I am using the following ES query when looking for duplicates:
"aggs": {
"duplicates": {
"terms": {
"field": "phone",
"min_doc_count": 2,
"size": 99999,
"order": {
"_term": "asc"
}
},
"aggs": {
"_docs": {
"top_hits": {
"size": 99999
}
}
}
}
}
It works well, it returns the key which in this case is the phone, and inside of it it returns all the matches. The main problem is exactly that, on the _source it brings everything, which is a lot of fields on my case, and I wanted to specify to bring only the ones I need.
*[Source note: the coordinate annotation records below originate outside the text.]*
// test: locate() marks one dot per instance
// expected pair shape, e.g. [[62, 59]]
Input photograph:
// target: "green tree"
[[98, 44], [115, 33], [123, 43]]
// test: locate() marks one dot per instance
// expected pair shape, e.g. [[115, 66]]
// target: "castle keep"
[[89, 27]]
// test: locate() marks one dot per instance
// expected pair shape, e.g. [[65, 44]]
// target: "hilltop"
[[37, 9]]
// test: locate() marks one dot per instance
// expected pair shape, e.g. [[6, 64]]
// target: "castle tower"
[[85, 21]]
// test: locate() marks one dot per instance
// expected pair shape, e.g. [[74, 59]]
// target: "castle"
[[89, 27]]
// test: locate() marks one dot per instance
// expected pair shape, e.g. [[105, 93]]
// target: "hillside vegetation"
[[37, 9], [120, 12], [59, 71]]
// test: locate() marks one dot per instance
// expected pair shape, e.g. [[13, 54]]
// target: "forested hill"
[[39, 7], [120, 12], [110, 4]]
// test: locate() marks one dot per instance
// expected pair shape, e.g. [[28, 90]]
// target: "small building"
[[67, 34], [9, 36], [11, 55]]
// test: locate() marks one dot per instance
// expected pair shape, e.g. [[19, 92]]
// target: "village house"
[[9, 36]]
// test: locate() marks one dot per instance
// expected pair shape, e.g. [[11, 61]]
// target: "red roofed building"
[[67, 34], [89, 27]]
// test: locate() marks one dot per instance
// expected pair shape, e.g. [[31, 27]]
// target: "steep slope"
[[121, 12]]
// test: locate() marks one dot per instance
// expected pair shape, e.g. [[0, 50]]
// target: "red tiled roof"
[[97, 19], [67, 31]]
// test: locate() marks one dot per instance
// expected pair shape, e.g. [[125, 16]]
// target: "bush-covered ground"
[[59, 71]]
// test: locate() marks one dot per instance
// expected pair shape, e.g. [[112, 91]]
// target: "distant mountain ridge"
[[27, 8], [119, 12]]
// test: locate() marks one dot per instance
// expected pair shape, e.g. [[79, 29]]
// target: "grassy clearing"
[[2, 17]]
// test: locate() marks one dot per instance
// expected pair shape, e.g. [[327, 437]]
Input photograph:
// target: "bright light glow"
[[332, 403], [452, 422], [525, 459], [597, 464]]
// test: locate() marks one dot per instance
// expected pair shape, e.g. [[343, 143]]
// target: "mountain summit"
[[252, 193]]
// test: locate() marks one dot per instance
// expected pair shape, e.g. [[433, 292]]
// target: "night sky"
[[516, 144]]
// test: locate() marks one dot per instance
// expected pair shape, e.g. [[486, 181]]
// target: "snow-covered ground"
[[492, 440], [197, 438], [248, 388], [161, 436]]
Example of what's returning:
"duplicates": {
"1": {
"key": "1",
"doc_count": 2,
"_docs": {
"hits": {
"total": 2,
"max_score": 1,
"hits": [
{
"_index": "local:company_id:1:sync",
"_type": "leads",
"_id": "23",
"_score": 1,
"_source": {
"id": 23,
"phone": 123456,
"areacode_id": 426,
"areacode_state_id": 2,
"firstName": "Brayan",
"lastName": "Rastelli",
"state": "", // .... and so on
I want to specify the fields that will be returned on the _source, is that possible?
Another problem that I'm having is that I want to order the aggregation results by a specific field (by id) but if I put any field name instead of _term it gives me an error.
Thank you!